Onorevole Formica, come valuta queste ultime inchieste sulla politica, in particolare il Partito democratico?

«Guardi, c’è una cosa che non mi convince proprio. Se un vescovo andasse su un pulpito e invece di una preghiera pronunciasse un proclama politico, sbaglierebbe. Lo stesso vale per i mullah in una moschea. Eserciterebbero impropriamente un loro potere, che è spirituale, per invadere il campo di un altro potere. Perché dovremmo valutare diversamente quando un magistrato fa l’ideologo?»
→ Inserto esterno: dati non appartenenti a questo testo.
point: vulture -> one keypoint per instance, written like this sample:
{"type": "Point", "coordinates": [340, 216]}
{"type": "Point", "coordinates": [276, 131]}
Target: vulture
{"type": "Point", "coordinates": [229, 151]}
Crede sia in atto un’invasione di campo?

«I magistrati hanno un potere costituzionalmente garantito, sui versanti dell’obbligatorietà dell’azione penale, dell’autonomia, della giurisdizione. È bene che si attengano ai confini di questo spazio. Purtroppo devo constatare che non è così. Nelle sentenze, come anche nelle leggi, la forma è sostanza. È attraverso la forma che si capisce lo spirito, è attraverso le parole e gli argomenti che si distingue l’obiettività di un comportamento dalla militanza partigiana, che purtroppo spesso prende il sopravvento. Mi fanno tristezza, al proposito, certi politici...»

A che si riferisce?

«Parliamoci chiaro: il Parlamento è pieno di gente che gioisce al solo pensiero che il Pd sia travolto dagli scandali. Non capendo che se questo accade retrocede tutta la politica. Mi lasci ricordare il discorso di Bettino Craxi nel luglio del 1992, quello scioccamente ricordato per la chiamata in correità di tutti i partiti politici sulla questione del finanziamento illecito, tema del tutto secondario in quell’intervento. Il cuore era piuttosto un altro: io ho paura di un vuoto politico nella crisi del sistema che attraversiamo. Parole attualissime».

Renzi è troppo cauto?

«Sbraita, grida e strilla ma in buona sostanza non opera. Ogni volta si allarma, fa per minacciare ma poi subito si cautela col dire “rispetteremo le sentenza della magistratura”… ecco la viltà!»

E cosa dovrebbe fare?

«Dovrebbe dire chiaro e tondo: o rientrate nel vostro campo di competenza o si rivedono i punti del vostro potere costituzionalmente garantito. Perché alla fine, tutti i poteri devono essere forti, ma non al punto da soffocare gli altri».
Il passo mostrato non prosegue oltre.